Frankly, if this person does not recognize the value of the warning and appreciates the opportunity to change their behavior (and think twice before parking the same way again) we will catch them next time. There is always another violation around the corner, and regardless of how many citations I issued, there wasn’t a toaster oven waiting for me at the end of the month. I had to buy mine at Costco.
Consistency is Key
Beyond the safety and accessibility considerations, some parking policies are designed to influence driver behavior to achieve a parking management objective. This could include objectives like encouraging a shorter length of stay, parking in a specific zone, or participation in a permit parking program.
Without enforceable regulations in our commercial areas, prime customer parking could be nearly impossible to find due to employee parking. Spillover parking could impact residential neighborhoods near hospitals, schools, and commercial districts and make finding a parking space near adjacent homes difficult for residents. Vehicles parked in no parking zones or double parked for loading could create traffic, pedestrian, and bicycle hazards. Regardless of the intent of the policy, without consistent parking enforcement, the parking management benefits may be unrealized with low compliance.

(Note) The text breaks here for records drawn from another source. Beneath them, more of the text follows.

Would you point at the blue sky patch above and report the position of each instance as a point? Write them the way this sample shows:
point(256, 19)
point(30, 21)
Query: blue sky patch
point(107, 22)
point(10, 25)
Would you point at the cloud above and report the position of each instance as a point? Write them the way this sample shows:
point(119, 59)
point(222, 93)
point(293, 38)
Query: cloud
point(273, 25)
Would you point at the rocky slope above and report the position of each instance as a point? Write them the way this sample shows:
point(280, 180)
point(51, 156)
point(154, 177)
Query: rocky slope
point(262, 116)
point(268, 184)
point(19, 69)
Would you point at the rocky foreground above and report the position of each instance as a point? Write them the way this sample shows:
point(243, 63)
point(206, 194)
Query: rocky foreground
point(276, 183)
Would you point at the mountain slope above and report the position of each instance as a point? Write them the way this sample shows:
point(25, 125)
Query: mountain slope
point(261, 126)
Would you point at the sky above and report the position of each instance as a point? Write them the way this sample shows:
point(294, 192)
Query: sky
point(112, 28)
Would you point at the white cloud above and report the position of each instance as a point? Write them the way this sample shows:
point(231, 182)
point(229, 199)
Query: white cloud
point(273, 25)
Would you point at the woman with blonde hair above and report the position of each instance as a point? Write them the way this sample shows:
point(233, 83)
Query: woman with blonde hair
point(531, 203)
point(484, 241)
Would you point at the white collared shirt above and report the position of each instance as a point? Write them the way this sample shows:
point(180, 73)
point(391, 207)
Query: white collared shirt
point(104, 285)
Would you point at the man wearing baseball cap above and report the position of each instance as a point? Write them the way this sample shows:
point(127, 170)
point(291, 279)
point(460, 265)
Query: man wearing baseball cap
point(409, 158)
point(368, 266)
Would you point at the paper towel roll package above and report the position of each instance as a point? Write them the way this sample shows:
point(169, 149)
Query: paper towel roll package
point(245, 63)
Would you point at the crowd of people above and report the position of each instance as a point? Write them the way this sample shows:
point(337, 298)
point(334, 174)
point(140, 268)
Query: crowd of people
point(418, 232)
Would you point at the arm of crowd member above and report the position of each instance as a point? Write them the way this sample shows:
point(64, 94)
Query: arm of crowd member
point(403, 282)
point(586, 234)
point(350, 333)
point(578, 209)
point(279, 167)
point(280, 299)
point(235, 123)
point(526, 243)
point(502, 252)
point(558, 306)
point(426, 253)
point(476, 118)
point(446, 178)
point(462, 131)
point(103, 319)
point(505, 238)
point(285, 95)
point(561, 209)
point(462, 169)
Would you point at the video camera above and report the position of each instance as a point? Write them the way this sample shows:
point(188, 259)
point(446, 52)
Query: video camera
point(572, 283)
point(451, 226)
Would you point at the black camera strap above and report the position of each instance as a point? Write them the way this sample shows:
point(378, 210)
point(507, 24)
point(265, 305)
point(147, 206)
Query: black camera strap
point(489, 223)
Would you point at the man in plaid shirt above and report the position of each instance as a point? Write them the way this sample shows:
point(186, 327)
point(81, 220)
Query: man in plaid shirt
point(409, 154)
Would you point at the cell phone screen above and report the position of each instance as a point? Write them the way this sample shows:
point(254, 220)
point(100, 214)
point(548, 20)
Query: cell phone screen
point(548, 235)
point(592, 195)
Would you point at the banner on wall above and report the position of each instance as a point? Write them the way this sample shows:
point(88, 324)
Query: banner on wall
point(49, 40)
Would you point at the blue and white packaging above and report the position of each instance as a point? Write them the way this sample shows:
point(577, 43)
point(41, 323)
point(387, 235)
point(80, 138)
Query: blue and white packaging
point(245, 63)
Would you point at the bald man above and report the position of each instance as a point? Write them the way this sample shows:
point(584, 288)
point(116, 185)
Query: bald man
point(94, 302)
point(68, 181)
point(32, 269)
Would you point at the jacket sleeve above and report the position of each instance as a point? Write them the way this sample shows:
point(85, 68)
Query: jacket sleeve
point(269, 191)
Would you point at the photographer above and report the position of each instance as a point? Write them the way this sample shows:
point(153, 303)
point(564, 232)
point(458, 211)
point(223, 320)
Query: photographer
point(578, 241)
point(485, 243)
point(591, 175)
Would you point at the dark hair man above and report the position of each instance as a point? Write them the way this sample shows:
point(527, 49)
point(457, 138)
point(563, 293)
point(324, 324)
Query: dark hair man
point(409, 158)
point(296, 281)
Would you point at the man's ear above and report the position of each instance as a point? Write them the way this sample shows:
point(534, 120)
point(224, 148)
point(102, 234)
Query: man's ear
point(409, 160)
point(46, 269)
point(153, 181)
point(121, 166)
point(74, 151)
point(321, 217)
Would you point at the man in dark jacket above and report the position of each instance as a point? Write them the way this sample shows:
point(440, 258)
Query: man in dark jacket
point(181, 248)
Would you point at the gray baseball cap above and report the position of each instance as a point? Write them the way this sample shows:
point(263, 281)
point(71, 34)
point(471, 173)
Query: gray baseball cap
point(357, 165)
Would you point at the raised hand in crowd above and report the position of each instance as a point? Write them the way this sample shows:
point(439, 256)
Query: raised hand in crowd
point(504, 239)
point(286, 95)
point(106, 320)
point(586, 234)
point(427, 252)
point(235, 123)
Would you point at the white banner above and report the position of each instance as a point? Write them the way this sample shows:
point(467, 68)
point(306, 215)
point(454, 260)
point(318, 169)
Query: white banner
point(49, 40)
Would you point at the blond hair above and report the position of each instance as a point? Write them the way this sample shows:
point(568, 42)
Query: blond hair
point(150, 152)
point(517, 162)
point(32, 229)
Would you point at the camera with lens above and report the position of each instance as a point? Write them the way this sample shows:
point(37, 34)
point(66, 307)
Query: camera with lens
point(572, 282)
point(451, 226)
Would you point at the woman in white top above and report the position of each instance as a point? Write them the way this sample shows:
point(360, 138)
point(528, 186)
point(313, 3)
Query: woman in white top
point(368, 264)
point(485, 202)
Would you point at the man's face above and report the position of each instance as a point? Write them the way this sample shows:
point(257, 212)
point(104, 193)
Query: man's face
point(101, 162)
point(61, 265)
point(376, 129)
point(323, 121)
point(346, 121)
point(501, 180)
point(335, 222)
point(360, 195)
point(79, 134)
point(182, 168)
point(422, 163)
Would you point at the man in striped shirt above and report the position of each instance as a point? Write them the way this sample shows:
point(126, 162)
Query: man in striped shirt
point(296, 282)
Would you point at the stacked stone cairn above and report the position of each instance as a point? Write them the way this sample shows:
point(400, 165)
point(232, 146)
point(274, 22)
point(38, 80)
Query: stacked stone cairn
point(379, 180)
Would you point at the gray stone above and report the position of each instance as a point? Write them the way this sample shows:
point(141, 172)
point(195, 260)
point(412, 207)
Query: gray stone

Low compliance also makes measuring the impact of parking policies challenging. When evaluating whether to adjust policies like time limits, rates, or operating times, agencies usually prefer to make data-driven decisions. Collecting data to evaluate parking trends is useful for understanding how perception differs from reality.
Without consistent enforcement, a parking study will not capture an accurate evaluation of how parking policies influence behavior. This is why an assessment of parking enforcement coverage may be an essential initial step before conducting any parking data collection.
Ultimately, parking enforcement can and should be the backbone of a fully functional parking system. In many cases, parking is not an intuitive process, can be confusing, time-consuming, and frustrating – but it doesn’t have to be. Enforcement can be a valuable solution that utilizes proactive measures to encourage compliance, limit confusion, and provide parking programs with tools to improve the customer experience and maintain safe and accessible conditions.